The seemingly interminable crisis at TEAM Aer Lingus has deepened with the refusal of some 60 per cent of the workforce to accept a £54 million buy-out of their letters of guarantee from Aer Lingus. In truth, there is something surreal about the situation; a group of workers has voted not to sell a company which they do not own. The misguided decision to provide `letters of guarantee' to Aer Lingus personnel when they transferred to TEAM in 1990 remains a formidable barrier to progress.
At this juncture the workers have opted for the devil they know; a majority will not accept the buyout of their letters of guarantee - even though this is a necessary preliminary to the sale of the company to the Danish company FLS Aerospace. It is a short-sighted and unwise approach with potentially disastrous consequences for TEAM and, not least, for Aer Lingus itself.
TEAM Aer Lingus is not an industrial basketcase. It has a fine reputation in the international aircraft maintenance sector, where the skills of its workforce are widely recognised. But TEAM, as a relatively small player, cannot stand aside from the trend towards consolidation in the industry. It cannot compete with the economies of scale enjoyed by the bigger companies in the field. And it faces stiff competition from companies benefitting from low-cost labour in the US and Asia; aircraft in need of maintenance can be flown by their owners to where service and price are keenest.

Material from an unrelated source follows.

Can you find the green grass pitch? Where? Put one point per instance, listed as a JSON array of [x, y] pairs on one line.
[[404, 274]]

In the circumstances, TEAM`s long-term future can only be assured by a strategic alliance with the likes of FLS who have the financial muscle that TEAM needs to grow and expand. The sole alternative - TEAM remaining part of Aer Lingus for the next two or three years - will not provide any long term guarantees. And it could inflict great collateral damage on the airline which has worked hard to turn its business around.
As it is, the £54 million package has not been enough for the workers: they want the contracts bought out but also a guarantee of continued employment by the Danes. That would be indeed a sweet deal, reminiscent of something Mr Charles Haughey once accorded to a group of car assembly workers in north Dublin. The world has moved on since then; the days when the State as shareholder had limitless pockets to support uncommercial aspirations have long ended.
The TEAM workers are, presumably, not unaware of their competitive disadvantage and their limited options. But they have chosen to ignore the realities of the market place. Perhaps one should not be unduly surprised. A long history of indulgence by Government has apparently persuaded a majority that they can extract still greater concessions. The decision of the Government to procrastinate on TEAM until after the Dublin North by-election was a further example of this: it sent precisely the wrong signal to the TEAM workers, at a time when a firm hand and some strong conviction were required.
The Government is now, belatedly, talking tough. Some `clarification' on the £54 million offer, notably on pension rights, appears possible. But the Minister for Public Enterprise, Mrs O' Rourke, will not countenance any increased offer. The pity is that this kind of resolution was not shown at an earlier stage - before TEAM reached this very difficult pass.